ATL hit on the idea to mimic the small (sometimes just 5 x 5 feet) kiosks that are

found in villages across India from which vendors sell fruits and vegetables. They

recruited individuals interested in running their own kiosks, trained them and

ensured they would have products in the right quantities and at the right margins

for those vendors to make a living. The Nokia team wanted to be sure that whatever

arrangement they designed would benefit Nokia, ATL and the individual mobile

phone vendors. That way, they would Achieve Together.

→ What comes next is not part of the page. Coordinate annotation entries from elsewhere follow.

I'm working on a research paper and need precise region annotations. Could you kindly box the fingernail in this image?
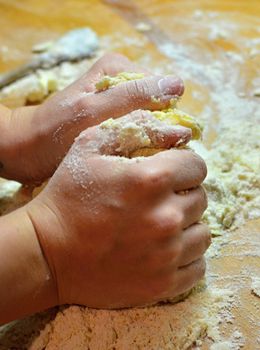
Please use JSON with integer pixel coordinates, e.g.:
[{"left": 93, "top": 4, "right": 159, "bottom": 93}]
[{"left": 158, "top": 76, "right": 184, "bottom": 96}]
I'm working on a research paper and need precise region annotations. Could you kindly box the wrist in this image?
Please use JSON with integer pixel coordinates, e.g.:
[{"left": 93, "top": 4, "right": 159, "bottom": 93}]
[
  {"left": 0, "top": 206, "right": 58, "bottom": 323},
  {"left": 0, "top": 106, "right": 41, "bottom": 183}
]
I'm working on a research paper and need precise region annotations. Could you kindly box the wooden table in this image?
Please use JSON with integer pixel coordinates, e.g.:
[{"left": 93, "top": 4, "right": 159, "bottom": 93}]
[{"left": 0, "top": 0, "right": 260, "bottom": 350}]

The Nokia team in India—a mix of native Indians and technology and other experts

from such far-flung Nokia locations as Finland, China and Indonesia—collaborated

in listening to and observing people in various parts of India to understand their

needs. Their approach was collaborative and Very Human. As a member of the

leadership team in Nokia India explains, “One thing that Nokia prides itself on is

that it is not arrogant. That comes across in every interaction. People never take for

granted that they know everything.” Because of conditions in parts of the country,

Indians needed a mobile device that was dustproof and didn’t slip out of sweaty

hands. They wanted a device that could be an alarm clock, radio and flashlight (or

“torch”) as well as a phone. Nokia’s Passion for Innovation drove the team to find

the technology solutions Indians needed.

Nokia found that the process of creating values itself had merit. It allowed the many

to connect with the many and demonstrated that heterarchy was more important

than hierarchy. It captured Nokia employees’ understanding of the challenges they

were facing personally and organizationally and their desire to create an organization

that could meet them. It also reflected the spirit of bonding across cultures,

functions and silos. As a member of the executive team says, “It is proof that a strong

global corporate culture is possible.”

The next order of business was to track the effectiveness of the values. To that end,

the company has created a number of vehicles. Nokia includes values in its annual

employee survey, “Listening to You,” and made them a key part of the change

pulse survey it undertook during a recent reorganization. The suggestion arose to

have pictures to demonstrate the new values, so the company staged an employee

competition for photos that represent the values. Photos were posted online, and

employees voted for their favorite. The top prize went to a quality manager in one of

Nokia’s Chinese factories, who got to accompany Nokia’s brand people on a photo

shoot in Paris. Given the quality of Nokia’s artistic skills, it was a choice prize. More

than 22,000 employees took part in the competition, and Nokia has a rich bank

of photographs to represent the new values. Nokians now are learning to create

90-second films that tell how values are making a difference in their work. These

films can be uploaded to a video hub where fellow employees can view them. As of

October 2008, more than 60 films had been uploaded to the internal VideoHub,

and they have had over 50,000 viewings.

Questions to Complete:

1. Why did company management choose values as a foundation for taking the

culture to the next level?

2. What is your view about the four values the café approach produced?

3. What’s your evaluation of the social process for engaging thousands of

employees across the globe in defining the values?

4. What does Nokia’s café process say about its senior leaders?